Distinct synaptic and neurochemical changes to the granule cell-CA3 projection in Bassoon mutant mice.

Proper synaptic function depends on a finely-tuned balance between events such as protein synthesis and structural organization. In particular, the functional loss of just one synaptic-related protein can have a profound impact on overall neuronal network function. To this end, we used a mutant mouse model harboring a mutated form of the presynaptic scaffolding protein Bassoon (Bsn), which is phenotypically characterized by: (i) spontaneous generalized epileptic seizure activity, representing a chronically-imbalanced neuronal network; and (ii) a dramatic increase in hippocampal brain-derived neurotrophic factor (BDNF) protein concentration, a key player in synaptic plasticity.
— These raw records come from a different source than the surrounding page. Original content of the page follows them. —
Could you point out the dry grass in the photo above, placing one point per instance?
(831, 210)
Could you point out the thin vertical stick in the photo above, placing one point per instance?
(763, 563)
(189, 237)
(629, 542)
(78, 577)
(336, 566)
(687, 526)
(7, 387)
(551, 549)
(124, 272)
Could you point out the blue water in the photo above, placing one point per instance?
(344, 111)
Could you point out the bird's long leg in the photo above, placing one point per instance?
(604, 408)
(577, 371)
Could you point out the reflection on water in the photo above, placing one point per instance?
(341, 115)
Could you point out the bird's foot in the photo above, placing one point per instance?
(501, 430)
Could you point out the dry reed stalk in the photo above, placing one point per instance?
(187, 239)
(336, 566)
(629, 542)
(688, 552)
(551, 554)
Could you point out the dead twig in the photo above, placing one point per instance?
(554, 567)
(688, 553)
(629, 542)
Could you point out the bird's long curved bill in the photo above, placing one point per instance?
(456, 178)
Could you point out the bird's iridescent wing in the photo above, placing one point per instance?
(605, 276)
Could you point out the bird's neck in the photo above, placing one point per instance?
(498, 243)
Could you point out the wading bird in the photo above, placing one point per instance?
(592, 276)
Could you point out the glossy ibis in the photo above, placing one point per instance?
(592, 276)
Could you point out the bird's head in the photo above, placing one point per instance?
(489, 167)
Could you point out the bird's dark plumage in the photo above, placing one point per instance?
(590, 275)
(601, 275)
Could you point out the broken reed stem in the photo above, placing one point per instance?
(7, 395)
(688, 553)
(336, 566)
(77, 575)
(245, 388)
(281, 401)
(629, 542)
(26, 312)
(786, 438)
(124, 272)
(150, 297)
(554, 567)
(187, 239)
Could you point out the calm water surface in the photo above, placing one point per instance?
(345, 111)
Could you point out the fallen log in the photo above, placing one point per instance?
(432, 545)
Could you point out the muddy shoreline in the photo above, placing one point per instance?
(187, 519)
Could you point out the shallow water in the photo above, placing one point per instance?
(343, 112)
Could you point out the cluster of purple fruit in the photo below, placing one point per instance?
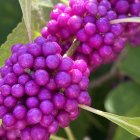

Detailed morphological and neurochemical analyses revealed that the increased BDNF levels are associated with: (i) modified neuropeptide distribution; (ii) perturbed expression of selected markers of synaptic activation or plasticity; (iii) subtle changes to microglial structure; and (iv) morphological alterations to the mossy fiber (MF) synapse. These findings emphasize the important contribution of Bassoon protein to normal hippocampal function, and further characterize the Bsn-mutant as a useful model for studying the effects of chronic changes to network activity.